What really struck me was today's batch of leaked conversations that the Daily Caller has published in which several of the participants rant about Fox News. That's fine. We know that Fox News sends leftists around the bend. A few seem to support the Obama administration to take government action to shut down Fox.
The very existence of Fox News, meanwhile, sends Journolisters into paroxysms of rage. When Howell Raines charged that the network had a conservative bias, the members of Journolist discussed whether the federal government should shut the channel down.I appreciate Michael Scherer expressing his qualms about the White House determining which media outlets are legitimate or aren't. But there seems to be a comfort level with a proposal that amounts to government censorship when a law professor advocates the government pulling Fox's FCC license because they don't like its content. Don't they have any sense of what a slippery slope that is? But then these are the same sorts of people who feel that campaign finance limitations on speech are perfectly fine. I have no idea how many other participants on the JournoList read this thread and just didn't comment. But I would like to think that most journalists would recoil from anything that resembled government determination of what acceptable speech should be. We're a long way from Voltaire's disapproving of a statement but being ready to defend to the death the right to say it. The new position seems to be - I don't like what you have to say and can't the Obama administration do something to stop you from saying it. They have betrayed a comfort level with government censorship that is both revealing and disturbing.

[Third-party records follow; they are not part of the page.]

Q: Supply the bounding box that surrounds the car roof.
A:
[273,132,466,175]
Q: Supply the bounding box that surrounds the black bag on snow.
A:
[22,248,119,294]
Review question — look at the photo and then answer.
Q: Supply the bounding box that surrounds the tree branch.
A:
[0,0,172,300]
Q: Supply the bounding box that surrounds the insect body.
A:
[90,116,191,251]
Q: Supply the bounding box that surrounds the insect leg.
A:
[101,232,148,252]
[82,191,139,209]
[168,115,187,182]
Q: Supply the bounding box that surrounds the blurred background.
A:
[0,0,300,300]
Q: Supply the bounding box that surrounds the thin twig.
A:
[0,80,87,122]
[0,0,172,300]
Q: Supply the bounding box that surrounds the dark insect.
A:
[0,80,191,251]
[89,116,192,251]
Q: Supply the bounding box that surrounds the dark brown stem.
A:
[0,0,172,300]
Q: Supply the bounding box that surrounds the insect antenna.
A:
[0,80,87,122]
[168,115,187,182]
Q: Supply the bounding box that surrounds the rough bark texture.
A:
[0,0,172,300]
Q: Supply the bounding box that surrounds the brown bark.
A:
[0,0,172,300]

“I am genuinely scared” of Fox, wrote Guardian columnist Daniel Davies, because it “shows you that a genuinely shameless and unethical media organisation *cannot* be controlled by any form of peer pressure or self-regulation, and nor can it be successfully cold-shouldered or ostracised. In order to have even a semblance of control, you need a tough legal framework.” Davies, a Brit, frequently argued the United States needed stricter libel laws.

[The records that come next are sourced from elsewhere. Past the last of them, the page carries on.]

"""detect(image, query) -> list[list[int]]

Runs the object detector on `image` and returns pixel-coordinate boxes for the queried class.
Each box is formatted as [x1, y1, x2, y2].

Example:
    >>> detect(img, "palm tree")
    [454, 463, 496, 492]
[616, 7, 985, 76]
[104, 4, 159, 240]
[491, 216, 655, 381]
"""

“I agree,” said Michael Scherer of Time Magazine. Roger “Ailes understands that his job is to build a tribal identity, not a news organization. You can’t hurt Fox by saying it gets it wrong, if Ailes just uses the criticism to deepen the tribal identity.”

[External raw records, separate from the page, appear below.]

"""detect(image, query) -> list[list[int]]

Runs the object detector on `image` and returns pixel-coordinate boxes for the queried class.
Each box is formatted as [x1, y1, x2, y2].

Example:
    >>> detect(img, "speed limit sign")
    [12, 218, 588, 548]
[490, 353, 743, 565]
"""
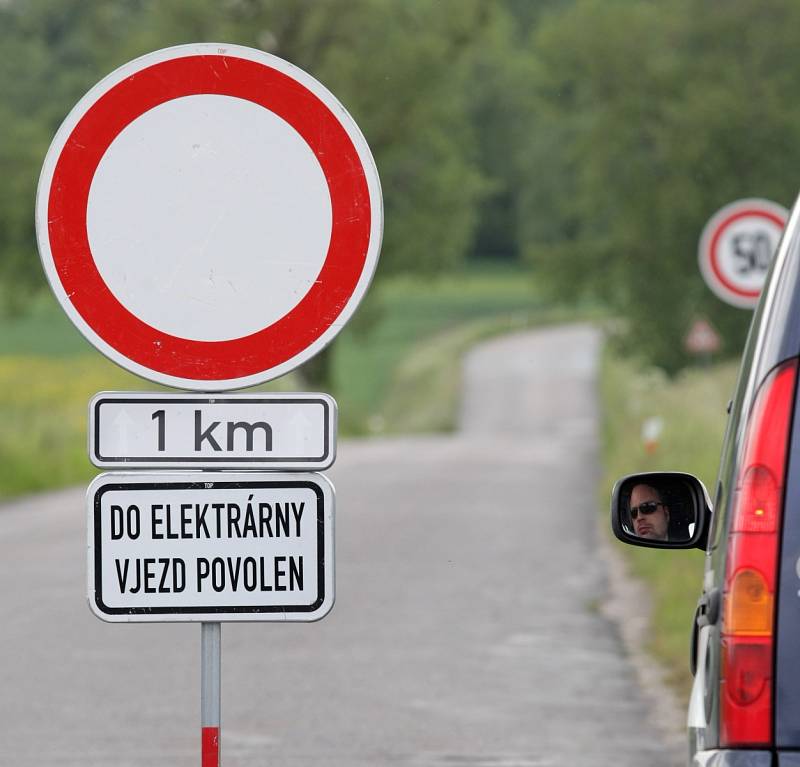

Jonathan Zasloff, a law professor at UCLA, suggested that the federal government simply yank Fox off the air. “I hate to open this can of worms,” he wrote, “but is there any reason why the FCC couldn’t simply pull their broadcasting permit once it expires?”
And so a debate ensued. Time’s Scherer, who had seemed to express support for increased regulation of Fox, suddenly appeared to have qualms: “Do you really want the political parties/white house picking which media operations are news operations and which are a less respectable hybrid of news and political advocacy?”
But Zasloff stuck to his position. “I think that they are doing that anyway; they leak to whom they want to for political purposes,” he wrote. “If this means that some White House reporters don’t get a press pass for the press secretary’s daily briefing and that this means that they actually have to, you know, do some reporting and analysis instead of repeating press releases, then I’ll take that risk.”
Scherer seemed alarmed. “So we would have press briefings in which only media organizations that are deemed by the briefer to be acceptable are invited to attend?”
John Judis, a senior editor at the New Republic, came down on Zasloff’s side, the side of censorship. “Pre-Fox,” he wrote, “I’d say Scherer’s questions made sense as a question of principle. Now it is only tactical.”